EncodingRs

Character encoding and decoding for Elixir. Convert text between UTF-8 and legacy encodings like Shift_JIS, GBK, Big5, EUC-KR, Windows-1252, and more. Supports all 40 encodings from the WHATWG Encoding Standard (with 200+ label aliases).

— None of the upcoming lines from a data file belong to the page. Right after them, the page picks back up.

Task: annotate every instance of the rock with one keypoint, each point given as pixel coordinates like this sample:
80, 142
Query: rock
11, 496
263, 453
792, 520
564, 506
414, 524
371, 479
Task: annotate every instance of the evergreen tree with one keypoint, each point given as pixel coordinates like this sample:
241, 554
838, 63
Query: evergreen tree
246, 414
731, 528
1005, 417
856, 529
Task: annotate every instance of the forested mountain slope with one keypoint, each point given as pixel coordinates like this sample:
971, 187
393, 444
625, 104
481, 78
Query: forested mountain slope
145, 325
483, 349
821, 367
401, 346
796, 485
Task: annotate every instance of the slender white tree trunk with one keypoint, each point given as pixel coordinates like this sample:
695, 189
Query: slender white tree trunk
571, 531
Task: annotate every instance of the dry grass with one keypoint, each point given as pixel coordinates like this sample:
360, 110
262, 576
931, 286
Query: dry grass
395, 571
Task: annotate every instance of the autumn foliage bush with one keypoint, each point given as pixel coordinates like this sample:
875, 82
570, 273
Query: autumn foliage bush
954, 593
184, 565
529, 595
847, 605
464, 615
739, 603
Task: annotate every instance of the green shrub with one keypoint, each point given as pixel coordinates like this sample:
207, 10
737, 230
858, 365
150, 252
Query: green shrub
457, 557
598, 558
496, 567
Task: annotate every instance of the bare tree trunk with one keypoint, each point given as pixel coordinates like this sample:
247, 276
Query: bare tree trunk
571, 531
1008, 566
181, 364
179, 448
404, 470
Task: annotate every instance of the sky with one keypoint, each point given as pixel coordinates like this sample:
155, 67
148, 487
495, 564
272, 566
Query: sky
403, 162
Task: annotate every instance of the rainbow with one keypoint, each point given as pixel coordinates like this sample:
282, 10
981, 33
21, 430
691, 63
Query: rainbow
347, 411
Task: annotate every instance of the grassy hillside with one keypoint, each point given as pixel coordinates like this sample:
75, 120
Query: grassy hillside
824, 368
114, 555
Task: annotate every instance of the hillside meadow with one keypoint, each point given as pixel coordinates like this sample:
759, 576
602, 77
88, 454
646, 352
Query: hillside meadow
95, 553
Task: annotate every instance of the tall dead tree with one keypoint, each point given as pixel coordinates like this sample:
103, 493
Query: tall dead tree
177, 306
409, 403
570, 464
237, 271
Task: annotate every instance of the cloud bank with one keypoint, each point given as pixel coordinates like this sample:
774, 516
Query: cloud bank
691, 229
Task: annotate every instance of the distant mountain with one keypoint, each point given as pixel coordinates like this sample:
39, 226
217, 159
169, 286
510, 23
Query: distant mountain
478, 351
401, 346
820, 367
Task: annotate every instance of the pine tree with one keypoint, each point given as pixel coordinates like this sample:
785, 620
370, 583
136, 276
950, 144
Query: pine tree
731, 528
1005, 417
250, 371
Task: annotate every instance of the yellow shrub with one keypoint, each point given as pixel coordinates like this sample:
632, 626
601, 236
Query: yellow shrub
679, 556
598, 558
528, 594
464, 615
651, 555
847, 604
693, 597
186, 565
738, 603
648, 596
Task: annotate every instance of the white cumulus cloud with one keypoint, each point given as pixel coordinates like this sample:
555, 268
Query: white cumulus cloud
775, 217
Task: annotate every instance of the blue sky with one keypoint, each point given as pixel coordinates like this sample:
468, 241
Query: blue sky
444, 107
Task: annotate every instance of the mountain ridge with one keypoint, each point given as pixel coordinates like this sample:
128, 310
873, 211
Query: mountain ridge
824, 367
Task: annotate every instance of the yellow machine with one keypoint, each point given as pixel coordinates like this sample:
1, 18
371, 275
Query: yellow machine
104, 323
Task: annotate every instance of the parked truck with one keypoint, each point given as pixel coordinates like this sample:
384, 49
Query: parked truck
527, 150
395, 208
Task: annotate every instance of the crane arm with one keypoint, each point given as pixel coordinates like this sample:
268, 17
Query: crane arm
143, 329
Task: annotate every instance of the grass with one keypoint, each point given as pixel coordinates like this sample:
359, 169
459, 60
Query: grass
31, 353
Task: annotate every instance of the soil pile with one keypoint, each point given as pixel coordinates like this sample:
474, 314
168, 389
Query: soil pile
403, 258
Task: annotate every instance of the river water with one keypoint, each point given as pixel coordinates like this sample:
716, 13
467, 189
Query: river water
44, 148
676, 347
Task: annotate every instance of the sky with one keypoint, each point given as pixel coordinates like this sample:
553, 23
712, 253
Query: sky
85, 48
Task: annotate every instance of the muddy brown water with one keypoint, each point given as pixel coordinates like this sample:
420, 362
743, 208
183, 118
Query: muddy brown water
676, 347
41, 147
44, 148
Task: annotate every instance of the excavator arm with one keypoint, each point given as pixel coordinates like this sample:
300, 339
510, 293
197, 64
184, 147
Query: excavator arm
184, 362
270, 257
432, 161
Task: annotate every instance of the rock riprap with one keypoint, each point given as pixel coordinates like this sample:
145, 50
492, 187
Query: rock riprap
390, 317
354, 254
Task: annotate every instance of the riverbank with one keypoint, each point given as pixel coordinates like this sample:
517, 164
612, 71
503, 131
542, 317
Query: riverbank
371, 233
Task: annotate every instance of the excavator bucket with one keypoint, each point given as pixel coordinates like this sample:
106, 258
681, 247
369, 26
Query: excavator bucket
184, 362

Powered by Rust's encoding_rs - the same encoding library used by Firefox.

Use Cases

Processing Japanese text files - Shift_JIS, EUC-JP, ISO-2022-JP
Processing Chinese text files - GBK, GB18030, Big5
Processing Korean text files - EUC-KR
Importing legacy data - Windows-1252, ISO-8859-1, legacy code pages
Web scraping non-UTF-8 sites - decode HTML in any encoding
Converting file encodings - batch convert legacy files to UTF-8
Reading CSV/text with mixed encodings - detect and decode automatically

Supported Encodings

Japanese: Shift_JIS, EUC-JP, ISO-2022-JP

Chinese: GBK, GB18030, Big5

Korean: EUC-KR

Unicode: UTF-8, UTF-16LE, UTF-16BE

Western European: Windows-1252, ISO-8859-1, ISO-8859-15, macintosh

Central/Eastern European: Windows-1250, ISO-8859-2, Windows-1257

Cyrillic: Windows-1251, KOI8-R, KOI8-U, ISO-8859-5, x-mac-cyrillic

Greek: Windows-1253, ISO-8859-7

Turkish: Windows-1254, ISO-8859-9

Hebrew: Windows-1255, ISO-8859-8

Arabic: Windows-1256, ISO-8859-6

Vietnamese: Windows-1258

Thai: Windows-874

Baltic: ISO-8859-4, ISO-8859-13

And more - see the full list at encoding.spec.whatwg.org.

Features

High performance - SIMD-optimized Rust NIF, 3-15x faster than alternatives (see benchmarks)
Batch processing - encode/decode multiple items in a single NIF call for throughput
Streaming decoder - handle large files and chunked data without corrupting multibyte characters
BOM detection - automatically detect UTF-8, UTF-16LE, UTF-16BE from byte order marks
WHATWG compliant - implements the Encoding Standard used by browsers
Precompiled binaries - no Rust toolchain required for common platforms
Dirty schedulers - configurable threshold for offloading large operations (default 64KB)

Installation

def deps do
  [
    {:encoding_rs, "~> 0.2.3"}
  ]
end

The module is still named EncodingRs for API compatibility with the original package.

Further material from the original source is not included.